Steven Noss — or "Weavin' Steven" as he's known in the hair industry — has styled coifs for television shows like "RuPaul's Drag Race" and "America's Next Top Model" and even Lady Gaga herself. But when it comes to hair color, the everyday folks in Atlanta make the boldest statements.
"Atlanta wears a lot of color — whether it's natural, weave or relaxed, the trend is a lot of color, even with the guys," Noss said. "I see a lot of reds and bright colors; I see more getting into summer and I love it. Guys are experimenting more, too."
The Pittsburgh-based hair guru — who has displayed his work at the Bronner Bros. International Beauty Show, the largest African-American hair exposition held annually in Atlanta— showcases his mastery of hair design, color and style in his new book "Weaven's World: A Journey With Fantasy Hair," available now. By his definition, fantasy hair is "hair that's created with specific shapes, designs and accessories."
The coffee table book features striking pictorials of his fantasy creations, shot in places like the Florida Everglades, where he took inspiration from reptiles, and Detroit, where his hairpieces paid a nod to the city's decay. One of his best-known works is the hairy-copter — a fully functioning motorized toy helicopter blended into a weave that was featured on "The Ricki Lake Show" and several programs.
Of course, fantasy hair styling isn't for everyone. For those who like to incorporate playful elements into their hair while maintaining an everyday conservative look, Noss suggests pinning a butterfly or playful accessories for subtle flair this spring and summer.
But a bold splash of color can be an effective style statement too, Noss advises. "I've seen a lot of steel grey, especially with dark roots," he said. "It looks good, especially with long hair or short-spikey on relaxed or natural hair. Adding color spices it up."
For low maintenance cropped styles, a way to stay on trend is to get a haircut with "soft edges, not hard," Noss insists, explaining, "if the hair is cut short, the stylist should razor it. You want to request that and they will do it, otherwise they might do hard lines."
The men in Atlanta tend to experiment more with their hair than in other cities, Noss said, but they still need to "step it up" — especially men with dreadlocks.
"Guys want to go into locks, but they don't style it," he said. "They should try color and maintain the locks every four to six weeks to keep it neat and uniform. Pulling it into a ponytail is the norm, but getting creative like twisting it into a direction and ombre coloring is key; step it up."
Seasonal makeovers, he adds, should start first with a conversation between you and your hairstylist.
"The stylist and client should have good communication," Noss advises, adding that bringing in a photo of a style is "somewhat helpful," but re-creating a celebrity's exact hairstyle is unrealistic.
"Pictures give something to work off of," he explained, "but you aren't the person in the picture — the texture is different, and your hair might not be long or thick enough."

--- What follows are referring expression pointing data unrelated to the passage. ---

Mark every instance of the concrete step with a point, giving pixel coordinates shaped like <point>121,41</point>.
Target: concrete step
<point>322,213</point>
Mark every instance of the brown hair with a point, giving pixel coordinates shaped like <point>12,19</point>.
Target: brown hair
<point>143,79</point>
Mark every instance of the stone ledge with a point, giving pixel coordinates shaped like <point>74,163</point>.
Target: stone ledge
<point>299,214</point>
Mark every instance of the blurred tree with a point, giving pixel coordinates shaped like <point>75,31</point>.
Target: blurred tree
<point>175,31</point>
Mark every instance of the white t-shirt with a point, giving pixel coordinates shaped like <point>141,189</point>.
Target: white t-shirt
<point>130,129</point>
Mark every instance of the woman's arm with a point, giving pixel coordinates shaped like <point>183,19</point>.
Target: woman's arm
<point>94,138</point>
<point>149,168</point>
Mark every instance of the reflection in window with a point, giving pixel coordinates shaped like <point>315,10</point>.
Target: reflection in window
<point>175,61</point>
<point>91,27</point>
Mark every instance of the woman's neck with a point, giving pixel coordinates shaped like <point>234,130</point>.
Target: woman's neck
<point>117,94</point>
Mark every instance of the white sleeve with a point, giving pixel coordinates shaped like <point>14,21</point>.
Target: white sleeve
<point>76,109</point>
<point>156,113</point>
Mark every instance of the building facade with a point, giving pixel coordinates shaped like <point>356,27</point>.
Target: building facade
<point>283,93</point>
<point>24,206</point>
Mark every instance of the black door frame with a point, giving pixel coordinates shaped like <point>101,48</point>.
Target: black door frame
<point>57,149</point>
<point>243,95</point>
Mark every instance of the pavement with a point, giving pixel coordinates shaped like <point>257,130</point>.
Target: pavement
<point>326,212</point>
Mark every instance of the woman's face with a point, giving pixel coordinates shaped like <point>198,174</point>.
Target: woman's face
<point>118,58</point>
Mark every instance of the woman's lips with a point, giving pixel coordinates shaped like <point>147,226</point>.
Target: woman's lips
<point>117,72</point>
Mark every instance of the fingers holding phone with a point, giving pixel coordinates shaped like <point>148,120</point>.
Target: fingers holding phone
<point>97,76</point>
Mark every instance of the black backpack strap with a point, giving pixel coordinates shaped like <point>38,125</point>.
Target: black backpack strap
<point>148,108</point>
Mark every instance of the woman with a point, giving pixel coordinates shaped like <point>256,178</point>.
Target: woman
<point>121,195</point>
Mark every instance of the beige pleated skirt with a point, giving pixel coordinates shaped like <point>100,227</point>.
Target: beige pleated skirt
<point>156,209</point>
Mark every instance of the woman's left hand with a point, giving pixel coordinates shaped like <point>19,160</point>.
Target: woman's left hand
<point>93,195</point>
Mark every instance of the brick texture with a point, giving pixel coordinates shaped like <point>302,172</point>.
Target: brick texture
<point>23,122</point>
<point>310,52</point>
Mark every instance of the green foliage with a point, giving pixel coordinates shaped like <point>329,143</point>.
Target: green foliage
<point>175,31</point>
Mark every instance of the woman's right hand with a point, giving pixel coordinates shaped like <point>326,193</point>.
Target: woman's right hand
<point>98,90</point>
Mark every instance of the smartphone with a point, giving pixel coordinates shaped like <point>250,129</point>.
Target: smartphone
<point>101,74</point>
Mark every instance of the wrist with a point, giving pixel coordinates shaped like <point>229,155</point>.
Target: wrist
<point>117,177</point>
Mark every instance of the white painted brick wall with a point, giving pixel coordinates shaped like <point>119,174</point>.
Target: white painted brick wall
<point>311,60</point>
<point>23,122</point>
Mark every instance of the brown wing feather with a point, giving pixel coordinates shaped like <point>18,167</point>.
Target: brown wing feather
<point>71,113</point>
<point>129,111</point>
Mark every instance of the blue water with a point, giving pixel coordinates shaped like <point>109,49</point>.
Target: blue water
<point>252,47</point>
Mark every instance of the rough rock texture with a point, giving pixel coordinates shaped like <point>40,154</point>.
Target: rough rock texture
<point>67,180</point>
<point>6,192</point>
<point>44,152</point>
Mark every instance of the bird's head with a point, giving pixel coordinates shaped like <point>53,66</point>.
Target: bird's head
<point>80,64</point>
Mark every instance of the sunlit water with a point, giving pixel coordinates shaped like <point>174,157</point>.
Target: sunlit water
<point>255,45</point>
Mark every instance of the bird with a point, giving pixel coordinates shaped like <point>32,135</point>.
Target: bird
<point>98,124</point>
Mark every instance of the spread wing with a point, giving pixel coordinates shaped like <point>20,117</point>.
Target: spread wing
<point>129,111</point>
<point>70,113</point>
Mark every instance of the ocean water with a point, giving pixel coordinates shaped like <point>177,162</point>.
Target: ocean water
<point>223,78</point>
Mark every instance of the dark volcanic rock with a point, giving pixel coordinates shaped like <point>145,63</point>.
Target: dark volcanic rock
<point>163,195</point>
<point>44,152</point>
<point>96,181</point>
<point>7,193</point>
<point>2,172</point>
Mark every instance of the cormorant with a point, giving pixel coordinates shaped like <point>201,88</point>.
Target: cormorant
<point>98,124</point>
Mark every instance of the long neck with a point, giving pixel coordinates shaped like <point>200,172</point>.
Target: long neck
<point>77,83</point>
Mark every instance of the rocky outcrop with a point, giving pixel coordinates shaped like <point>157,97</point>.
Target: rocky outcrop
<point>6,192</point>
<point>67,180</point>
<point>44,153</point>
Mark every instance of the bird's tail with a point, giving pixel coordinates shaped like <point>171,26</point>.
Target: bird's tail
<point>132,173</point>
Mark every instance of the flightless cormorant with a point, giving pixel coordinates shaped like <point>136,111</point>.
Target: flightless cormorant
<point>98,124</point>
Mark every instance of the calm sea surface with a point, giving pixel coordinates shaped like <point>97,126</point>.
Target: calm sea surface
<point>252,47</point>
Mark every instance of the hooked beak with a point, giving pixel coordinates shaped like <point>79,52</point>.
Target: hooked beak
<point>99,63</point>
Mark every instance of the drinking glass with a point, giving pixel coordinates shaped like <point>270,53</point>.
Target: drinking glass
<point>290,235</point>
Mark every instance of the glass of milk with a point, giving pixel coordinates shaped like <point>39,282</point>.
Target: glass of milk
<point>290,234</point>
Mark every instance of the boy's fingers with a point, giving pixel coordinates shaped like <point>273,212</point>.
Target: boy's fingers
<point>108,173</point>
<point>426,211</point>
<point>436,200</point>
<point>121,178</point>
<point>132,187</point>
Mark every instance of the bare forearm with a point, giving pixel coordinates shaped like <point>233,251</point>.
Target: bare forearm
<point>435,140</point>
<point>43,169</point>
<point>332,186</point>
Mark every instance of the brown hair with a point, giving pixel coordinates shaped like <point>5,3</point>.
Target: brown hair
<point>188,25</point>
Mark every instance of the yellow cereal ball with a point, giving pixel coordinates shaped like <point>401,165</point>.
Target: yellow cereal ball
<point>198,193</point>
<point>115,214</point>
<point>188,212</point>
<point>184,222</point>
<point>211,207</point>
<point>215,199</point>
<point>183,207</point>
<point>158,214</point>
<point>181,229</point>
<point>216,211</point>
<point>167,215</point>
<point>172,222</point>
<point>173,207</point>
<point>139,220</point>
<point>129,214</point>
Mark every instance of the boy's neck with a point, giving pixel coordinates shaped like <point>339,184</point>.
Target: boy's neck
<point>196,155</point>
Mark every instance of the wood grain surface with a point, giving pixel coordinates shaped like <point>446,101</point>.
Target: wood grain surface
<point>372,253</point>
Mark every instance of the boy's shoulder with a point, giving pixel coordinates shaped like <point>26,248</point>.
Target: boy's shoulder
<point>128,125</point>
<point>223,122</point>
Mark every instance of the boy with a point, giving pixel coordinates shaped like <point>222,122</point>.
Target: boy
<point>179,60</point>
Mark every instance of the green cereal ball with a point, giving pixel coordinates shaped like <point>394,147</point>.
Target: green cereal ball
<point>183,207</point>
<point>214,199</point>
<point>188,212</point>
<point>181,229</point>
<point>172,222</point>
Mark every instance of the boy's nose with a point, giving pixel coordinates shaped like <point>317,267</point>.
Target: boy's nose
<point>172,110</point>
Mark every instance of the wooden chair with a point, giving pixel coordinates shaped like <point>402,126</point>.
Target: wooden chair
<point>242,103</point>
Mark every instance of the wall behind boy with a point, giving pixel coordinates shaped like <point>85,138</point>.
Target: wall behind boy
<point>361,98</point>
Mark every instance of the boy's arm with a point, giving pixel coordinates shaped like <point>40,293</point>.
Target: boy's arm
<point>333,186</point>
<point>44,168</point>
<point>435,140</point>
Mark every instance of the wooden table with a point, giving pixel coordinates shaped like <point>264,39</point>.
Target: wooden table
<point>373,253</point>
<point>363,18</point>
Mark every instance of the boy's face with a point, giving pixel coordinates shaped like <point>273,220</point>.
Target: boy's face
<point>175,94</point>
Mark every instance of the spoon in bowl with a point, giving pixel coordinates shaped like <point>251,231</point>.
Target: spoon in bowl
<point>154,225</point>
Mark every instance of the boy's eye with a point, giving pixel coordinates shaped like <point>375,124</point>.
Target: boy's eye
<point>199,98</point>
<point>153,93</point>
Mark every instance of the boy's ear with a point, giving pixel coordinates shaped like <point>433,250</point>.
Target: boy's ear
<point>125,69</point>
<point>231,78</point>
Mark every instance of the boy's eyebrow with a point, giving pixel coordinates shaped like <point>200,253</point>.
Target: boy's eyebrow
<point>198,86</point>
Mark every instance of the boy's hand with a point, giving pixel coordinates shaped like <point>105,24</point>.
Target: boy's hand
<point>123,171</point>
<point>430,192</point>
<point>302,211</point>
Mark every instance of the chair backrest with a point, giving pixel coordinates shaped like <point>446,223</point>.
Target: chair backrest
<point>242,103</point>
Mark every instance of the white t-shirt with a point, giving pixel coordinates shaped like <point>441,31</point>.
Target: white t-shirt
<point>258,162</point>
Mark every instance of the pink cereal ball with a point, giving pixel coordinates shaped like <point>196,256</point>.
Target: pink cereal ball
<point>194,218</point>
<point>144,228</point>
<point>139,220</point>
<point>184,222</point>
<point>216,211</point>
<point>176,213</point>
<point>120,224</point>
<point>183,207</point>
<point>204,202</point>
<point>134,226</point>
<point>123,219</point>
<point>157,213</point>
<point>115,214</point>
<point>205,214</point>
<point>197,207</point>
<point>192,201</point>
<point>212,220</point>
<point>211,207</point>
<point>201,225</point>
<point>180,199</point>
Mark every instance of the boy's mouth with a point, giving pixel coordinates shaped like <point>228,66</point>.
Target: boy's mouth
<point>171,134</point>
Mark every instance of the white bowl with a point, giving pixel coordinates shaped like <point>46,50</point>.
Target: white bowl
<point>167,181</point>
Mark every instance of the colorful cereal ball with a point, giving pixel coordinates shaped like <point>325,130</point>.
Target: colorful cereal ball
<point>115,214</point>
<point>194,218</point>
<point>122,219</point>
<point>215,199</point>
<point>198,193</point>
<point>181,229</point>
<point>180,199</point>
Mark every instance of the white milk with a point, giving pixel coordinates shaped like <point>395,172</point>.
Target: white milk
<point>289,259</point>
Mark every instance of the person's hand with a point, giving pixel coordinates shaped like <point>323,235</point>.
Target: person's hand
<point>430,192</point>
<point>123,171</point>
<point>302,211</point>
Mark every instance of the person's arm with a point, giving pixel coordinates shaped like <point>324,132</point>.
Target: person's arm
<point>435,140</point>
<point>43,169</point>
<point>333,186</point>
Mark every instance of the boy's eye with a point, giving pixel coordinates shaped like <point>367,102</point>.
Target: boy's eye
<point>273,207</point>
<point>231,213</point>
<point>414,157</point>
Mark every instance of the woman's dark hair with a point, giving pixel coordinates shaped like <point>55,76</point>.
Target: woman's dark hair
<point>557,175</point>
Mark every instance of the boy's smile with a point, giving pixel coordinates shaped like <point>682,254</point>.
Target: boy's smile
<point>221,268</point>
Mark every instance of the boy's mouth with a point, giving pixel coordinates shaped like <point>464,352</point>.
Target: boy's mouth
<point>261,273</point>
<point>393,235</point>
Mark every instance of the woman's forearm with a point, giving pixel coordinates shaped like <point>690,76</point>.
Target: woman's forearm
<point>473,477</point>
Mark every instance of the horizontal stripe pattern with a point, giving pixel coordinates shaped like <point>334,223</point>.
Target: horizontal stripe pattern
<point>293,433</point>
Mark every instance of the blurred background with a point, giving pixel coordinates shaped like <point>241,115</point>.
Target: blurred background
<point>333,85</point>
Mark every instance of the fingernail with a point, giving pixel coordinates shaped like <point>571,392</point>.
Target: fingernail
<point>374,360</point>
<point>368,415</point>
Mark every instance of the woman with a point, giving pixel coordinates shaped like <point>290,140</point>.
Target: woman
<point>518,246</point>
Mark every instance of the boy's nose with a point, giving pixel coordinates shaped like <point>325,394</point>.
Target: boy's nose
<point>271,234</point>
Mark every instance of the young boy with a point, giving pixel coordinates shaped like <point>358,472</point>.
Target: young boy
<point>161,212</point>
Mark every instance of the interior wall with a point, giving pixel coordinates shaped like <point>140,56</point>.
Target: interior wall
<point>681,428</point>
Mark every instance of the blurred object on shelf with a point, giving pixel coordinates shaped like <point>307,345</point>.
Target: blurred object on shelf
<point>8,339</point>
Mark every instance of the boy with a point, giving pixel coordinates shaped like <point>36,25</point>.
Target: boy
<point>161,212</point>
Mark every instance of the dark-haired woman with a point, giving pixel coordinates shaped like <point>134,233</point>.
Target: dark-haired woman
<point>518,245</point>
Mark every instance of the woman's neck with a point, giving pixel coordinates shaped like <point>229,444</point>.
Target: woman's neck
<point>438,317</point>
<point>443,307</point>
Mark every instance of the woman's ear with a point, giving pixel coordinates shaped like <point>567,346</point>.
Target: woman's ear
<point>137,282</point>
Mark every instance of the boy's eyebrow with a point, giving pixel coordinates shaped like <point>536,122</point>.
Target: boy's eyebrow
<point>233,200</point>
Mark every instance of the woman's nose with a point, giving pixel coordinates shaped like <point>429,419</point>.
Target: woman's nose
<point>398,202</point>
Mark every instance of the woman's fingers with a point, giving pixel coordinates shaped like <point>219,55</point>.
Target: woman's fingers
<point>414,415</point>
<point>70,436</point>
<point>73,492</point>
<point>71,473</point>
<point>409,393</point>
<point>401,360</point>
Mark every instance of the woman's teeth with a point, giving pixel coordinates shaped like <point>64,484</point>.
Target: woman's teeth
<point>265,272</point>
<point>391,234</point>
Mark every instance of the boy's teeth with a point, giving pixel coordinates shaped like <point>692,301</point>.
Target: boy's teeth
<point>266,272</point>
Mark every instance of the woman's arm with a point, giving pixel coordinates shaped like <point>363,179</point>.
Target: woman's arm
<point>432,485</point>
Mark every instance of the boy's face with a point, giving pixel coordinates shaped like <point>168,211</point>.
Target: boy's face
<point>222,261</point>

Finding the right hair care professional is a matter of "word of mouth," he said, adding that such a method can be especially helpful for people who relocate to Atlanta. "My advice is to talk to people, look at their hair and ask where they go — you get first-hand knowledge."
"The bottom line is word of mouth," he said.
Noss, who has assisted in hair product development for Proclaim Shea Butter line with Sally Beauty, recommends the following products for fighting the elements this spring and summer:
For maintaing natural hair: UR Curly.
For maintaining healthy relaxed hair: Proclaim Anti-Breakage Coconut Oil and Proclaim Shea Butter lines.
For maintaining dreadlocks or fighting dry scalp: Dudley's Skin and Scalp Antiseptic, Dudley's Dandruff Shampoo and Dudley's Scalp Special.